Decoding Jane Campion’s Joke About the Williams Sisters




With so much news recently, I needed a bit of an escape. I scanned a list of awards season contenders for new films to watch. I had never heard of Jane Campion’s “The Power of the Dog” until Sam Elliott decided that it does not qualify as a cowboy movie. Elliott is one of those character actors who seem to have subsumed his core identity into the roles he has played in dozens of movies and television shows. It is cool to lust for Elliott — gruff, masculine, western, small-c conservative, with a mustache made for pornography — or, rather, for the type of masculinity he performs. Women and gay men and nonbinary people frequently remark on his appeal. While that appeal might have a daddy-issues vibe, it is also nostalgic for an old-school movie star masculinity that was problematic in its own time (the patriarchal colonialism!) and that has been now defanged in the #MeToo era. The anachronism of Elliott’s cowboy archetype makes him safe enough to lust after.

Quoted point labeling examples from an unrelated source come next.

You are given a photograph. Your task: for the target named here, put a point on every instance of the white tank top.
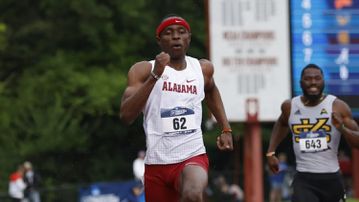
(173, 115)
(315, 138)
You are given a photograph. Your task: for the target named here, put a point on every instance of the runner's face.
(175, 40)
(312, 84)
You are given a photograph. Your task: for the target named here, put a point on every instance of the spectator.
(230, 192)
(17, 185)
(345, 165)
(277, 179)
(32, 180)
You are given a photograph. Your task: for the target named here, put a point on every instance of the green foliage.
(63, 68)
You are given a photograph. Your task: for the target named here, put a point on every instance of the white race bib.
(178, 120)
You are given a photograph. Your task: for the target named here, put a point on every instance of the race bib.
(313, 141)
(179, 120)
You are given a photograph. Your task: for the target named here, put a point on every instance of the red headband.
(172, 21)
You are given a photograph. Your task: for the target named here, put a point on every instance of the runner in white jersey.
(317, 122)
(169, 91)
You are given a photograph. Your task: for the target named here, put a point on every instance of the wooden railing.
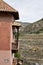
(14, 46)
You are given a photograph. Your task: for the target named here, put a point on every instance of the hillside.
(36, 27)
(31, 45)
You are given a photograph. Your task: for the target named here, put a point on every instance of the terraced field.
(31, 47)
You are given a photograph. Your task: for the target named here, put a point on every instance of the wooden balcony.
(15, 46)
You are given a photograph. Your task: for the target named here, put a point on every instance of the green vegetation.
(18, 55)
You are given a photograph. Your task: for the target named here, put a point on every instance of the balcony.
(14, 46)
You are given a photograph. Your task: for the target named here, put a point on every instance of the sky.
(29, 10)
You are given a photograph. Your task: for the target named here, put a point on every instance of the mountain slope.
(35, 27)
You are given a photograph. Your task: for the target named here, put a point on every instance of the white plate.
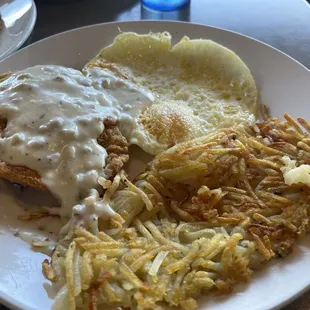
(284, 85)
(20, 17)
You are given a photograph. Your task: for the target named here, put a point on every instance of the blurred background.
(281, 23)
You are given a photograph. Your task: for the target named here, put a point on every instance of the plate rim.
(33, 20)
(146, 21)
(11, 302)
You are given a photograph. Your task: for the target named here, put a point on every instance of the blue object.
(165, 5)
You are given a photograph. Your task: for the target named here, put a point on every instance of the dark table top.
(284, 24)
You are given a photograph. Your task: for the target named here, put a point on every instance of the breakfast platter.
(138, 169)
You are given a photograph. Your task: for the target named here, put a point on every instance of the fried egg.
(198, 86)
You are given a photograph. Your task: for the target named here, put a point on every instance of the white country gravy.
(55, 115)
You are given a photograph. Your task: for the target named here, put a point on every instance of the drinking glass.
(165, 5)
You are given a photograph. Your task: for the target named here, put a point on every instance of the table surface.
(284, 24)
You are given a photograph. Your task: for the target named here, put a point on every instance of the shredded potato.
(203, 216)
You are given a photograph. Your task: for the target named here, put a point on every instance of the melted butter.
(55, 116)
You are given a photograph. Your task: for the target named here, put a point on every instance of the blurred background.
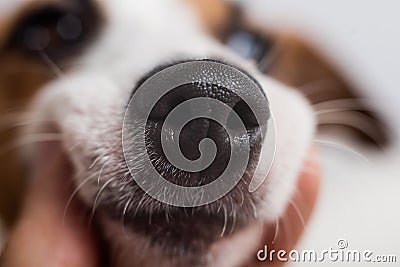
(359, 198)
(343, 55)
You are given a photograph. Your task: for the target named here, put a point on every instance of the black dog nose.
(224, 131)
(198, 129)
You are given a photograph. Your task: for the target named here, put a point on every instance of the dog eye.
(58, 31)
(252, 45)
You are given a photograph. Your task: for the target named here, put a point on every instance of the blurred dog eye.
(251, 45)
(59, 32)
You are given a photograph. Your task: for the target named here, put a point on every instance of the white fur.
(87, 104)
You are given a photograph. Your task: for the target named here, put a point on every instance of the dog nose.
(200, 128)
(221, 114)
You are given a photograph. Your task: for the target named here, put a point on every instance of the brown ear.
(295, 62)
(341, 109)
(217, 16)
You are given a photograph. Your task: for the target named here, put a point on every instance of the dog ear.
(340, 106)
(36, 38)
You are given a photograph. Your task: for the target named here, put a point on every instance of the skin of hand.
(43, 237)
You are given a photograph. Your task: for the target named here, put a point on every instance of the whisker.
(11, 117)
(352, 119)
(96, 200)
(297, 210)
(225, 221)
(341, 148)
(51, 64)
(276, 230)
(101, 170)
(233, 214)
(344, 103)
(75, 192)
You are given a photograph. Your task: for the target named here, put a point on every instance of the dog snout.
(190, 114)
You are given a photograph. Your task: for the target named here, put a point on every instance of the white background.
(359, 201)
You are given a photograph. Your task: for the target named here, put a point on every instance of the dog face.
(99, 55)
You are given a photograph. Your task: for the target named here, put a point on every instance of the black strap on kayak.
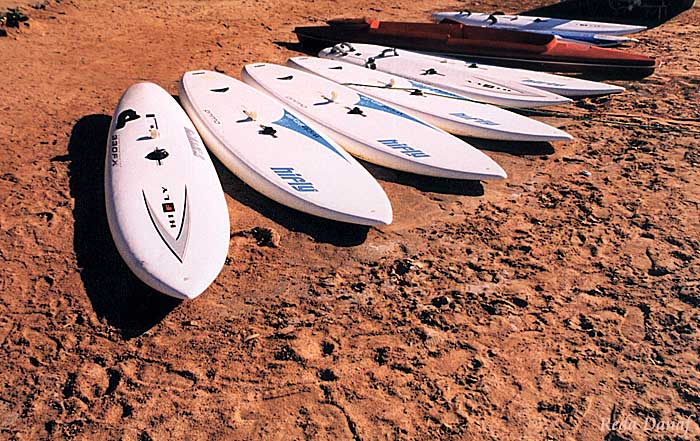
(267, 130)
(430, 71)
(157, 155)
(356, 111)
(389, 51)
(342, 48)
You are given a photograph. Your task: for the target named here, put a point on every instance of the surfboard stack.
(293, 132)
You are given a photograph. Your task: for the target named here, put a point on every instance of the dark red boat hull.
(491, 46)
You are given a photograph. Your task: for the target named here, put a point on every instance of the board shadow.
(428, 184)
(115, 293)
(516, 148)
(321, 230)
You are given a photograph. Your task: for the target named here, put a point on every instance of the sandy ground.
(554, 305)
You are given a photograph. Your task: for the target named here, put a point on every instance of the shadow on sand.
(516, 148)
(425, 183)
(116, 294)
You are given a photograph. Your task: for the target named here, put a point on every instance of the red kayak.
(490, 46)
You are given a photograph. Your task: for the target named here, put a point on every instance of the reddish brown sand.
(561, 303)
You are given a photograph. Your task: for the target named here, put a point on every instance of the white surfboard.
(471, 85)
(279, 154)
(565, 86)
(165, 206)
(371, 129)
(441, 108)
(553, 26)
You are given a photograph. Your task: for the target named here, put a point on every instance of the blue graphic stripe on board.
(370, 103)
(293, 123)
(423, 86)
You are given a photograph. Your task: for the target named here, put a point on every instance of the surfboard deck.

Elliott’s commentary and Campion’s movie reminded us that the West may be dead but the patriarchy has not disappeared. Elliott took issue with the film’s “allusions to homosexuality” and questioned Campion’s western bona fides. It has been more than a decade since “Brokeback Mountain” should have made his critique passĂ©. But Elliott is riding the wave of a western resurgence. His current vehicle, “1883,” is a prequel to “Yellowstone,” one of the most popular shows in America. In it Elliott plays basically himself as the last real man. It’s a role he has played many times before. That’s why his snub of “The Power of the Dog” garnered attention.